◆請負契約の印紙税額を判断する為のポイントとなる点は?

 請負契約の収入印紙税に関しては、「印紙税法」によって課税文書、非課税文書の判断の基準が定められております。

 基本的な判断基準としては文書に記載される文言によって

★課税文書の扱いとなるのか?
★非課税文書の扱いとなるのか?

 が異なってくる点が最大のポイントであり請負契約書がどの号式の文書として判別すべきかの基準を把握しておくことが大切です。

 号式によっては、印紙税額そのものの金額も異なってくるため、請負契約の印紙税額を把握するためにはまず各課税文書の号式と文言の特徴からどのように判断していくのか?という判断基準に関する経験を積むことがポイントとなります。

 但し、請負契約書の課税文書の扱いに関してはややわかりにくい部分も多いため最終的な判断は近隣の税務署に確認をとってみるとよいでしょう。

◆委任契約・派遣契約の印紙税について

 委任契約や派遣契約は請負契約の基本となる契約種別です。

 派遣業がここまで世の中に浸透した現在では派遣契約に関わる契約書面を実際に目にされた経験が有る方も多いのではないでしょうか?

 委任契約・派遣契約などに代表される課税文書は、印紙税法上は原則として「継続的な契約」としての契約種別として判断されるため、課税文書として扱うことが基本です。

 尚、印紙税法上の扱いとしては、基本的に「7号文書」としての扱いとなるケースが大半であることをまずは覚えておきましょう。

 この委任契約・派遣契約の最大の特徴は、「契約期間の設定」が記載されている点にあります。
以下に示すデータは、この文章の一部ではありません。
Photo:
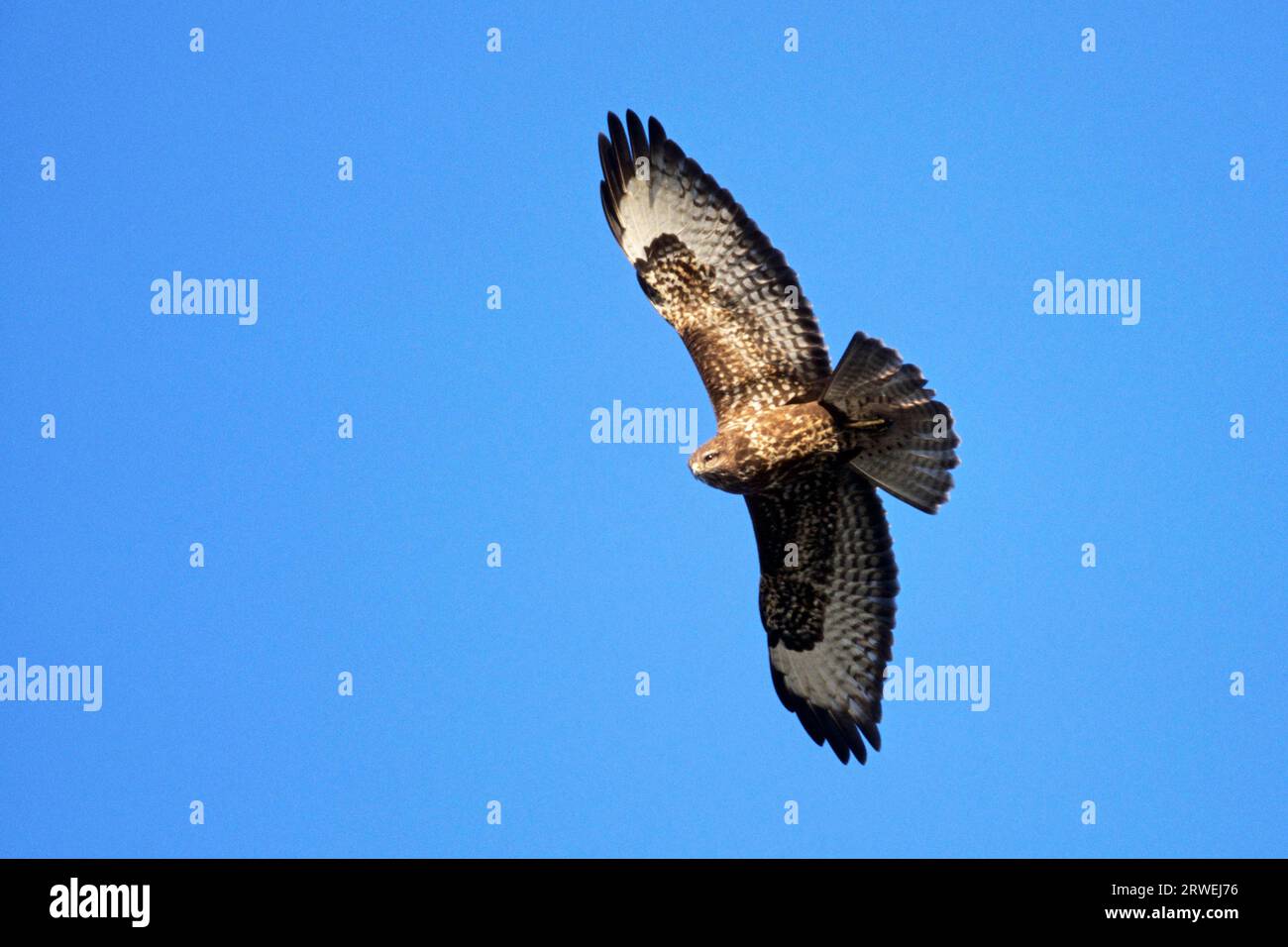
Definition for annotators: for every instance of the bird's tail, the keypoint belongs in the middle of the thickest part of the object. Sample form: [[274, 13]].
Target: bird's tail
[[906, 440]]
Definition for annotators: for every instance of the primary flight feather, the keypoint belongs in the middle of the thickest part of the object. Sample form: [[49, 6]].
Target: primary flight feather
[[805, 445]]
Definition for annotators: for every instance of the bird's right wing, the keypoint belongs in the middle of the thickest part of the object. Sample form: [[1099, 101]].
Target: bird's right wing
[[709, 270], [827, 589]]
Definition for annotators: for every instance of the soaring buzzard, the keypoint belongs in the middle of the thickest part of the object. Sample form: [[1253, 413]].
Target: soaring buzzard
[[805, 445]]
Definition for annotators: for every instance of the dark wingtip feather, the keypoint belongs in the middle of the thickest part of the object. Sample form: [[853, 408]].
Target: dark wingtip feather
[[605, 198], [656, 133], [635, 132]]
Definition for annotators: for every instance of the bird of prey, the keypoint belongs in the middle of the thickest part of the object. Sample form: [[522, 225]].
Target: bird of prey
[[806, 446]]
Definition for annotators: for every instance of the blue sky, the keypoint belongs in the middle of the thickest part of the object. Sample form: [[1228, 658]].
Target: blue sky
[[472, 425]]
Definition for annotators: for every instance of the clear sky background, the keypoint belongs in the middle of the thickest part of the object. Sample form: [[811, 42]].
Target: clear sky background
[[472, 425]]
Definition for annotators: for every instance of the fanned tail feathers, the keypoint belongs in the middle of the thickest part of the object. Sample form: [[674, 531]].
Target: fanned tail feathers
[[907, 445]]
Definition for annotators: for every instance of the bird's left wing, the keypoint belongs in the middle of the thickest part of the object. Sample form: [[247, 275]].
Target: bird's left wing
[[827, 589], [709, 270]]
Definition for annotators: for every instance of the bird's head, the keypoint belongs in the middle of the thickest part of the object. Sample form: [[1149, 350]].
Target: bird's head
[[717, 463]]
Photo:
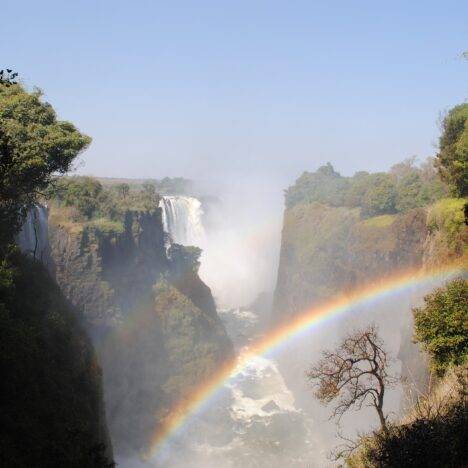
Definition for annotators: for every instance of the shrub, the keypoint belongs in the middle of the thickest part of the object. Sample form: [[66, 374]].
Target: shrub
[[441, 325]]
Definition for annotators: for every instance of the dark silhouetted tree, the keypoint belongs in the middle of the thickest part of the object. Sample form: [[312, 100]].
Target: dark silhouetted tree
[[355, 374]]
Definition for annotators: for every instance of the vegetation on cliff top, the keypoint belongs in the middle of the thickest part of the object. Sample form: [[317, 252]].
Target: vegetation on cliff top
[[452, 158], [52, 409], [441, 325], [34, 145], [405, 187]]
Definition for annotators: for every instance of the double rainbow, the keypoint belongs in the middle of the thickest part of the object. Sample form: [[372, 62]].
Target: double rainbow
[[305, 322]]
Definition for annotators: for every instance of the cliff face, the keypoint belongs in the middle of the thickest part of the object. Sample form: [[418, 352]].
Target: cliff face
[[326, 250], [52, 408], [153, 320]]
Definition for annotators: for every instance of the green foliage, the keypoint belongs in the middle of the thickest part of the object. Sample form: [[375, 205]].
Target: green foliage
[[8, 77], [96, 205], [405, 187], [447, 215], [51, 402], [34, 145], [452, 159], [439, 441], [324, 186], [380, 196], [84, 193], [441, 325]]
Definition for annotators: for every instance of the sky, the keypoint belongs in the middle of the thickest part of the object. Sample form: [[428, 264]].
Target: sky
[[253, 90]]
 派遣契約は契約となる期間が明確に定められており、一定期間を過ぎると契約の効力は原則として終了します。

 仮に6ヶ月の契約であれば6ヶ月間の契約満了時までに契約の効力が終了するという扱いです。

 しかし、双方が契約の延長を望む場合に関しては契約の延長を行なう新たな契約を交わすことになります。

◆請負契約の7号文書の契約書面に記載される文言の規定について

 委任契約や派遣契約が7号文書として扱われている理由についても確認しておきましょう。

 まず7号文書とはどのような文書であるのか?またどのようなケースが7号文書に該当するのか?

 という基本的な特徴を把握しておくことが大切になります。

 7号文書の規定としては

★明確な期日の記載
★特定の相手との契約である文言

 が記載されている事が条件となっております。

 これらの条件を記載している委任契約・派遣契約に関しては7号文書として判断されている理由がわかります。

◆印紙税額の判断基準の実態について

 課税文書を作成する場合、作成した文書が本当に課税文書に該当するかどうか?

 という判断が難しいケースが実際には多くあります。

 また、仮に作成した文書が課税文書と判断されたとした場合に、その文書は何号文書に属するのかについても判断に迷う事もあります。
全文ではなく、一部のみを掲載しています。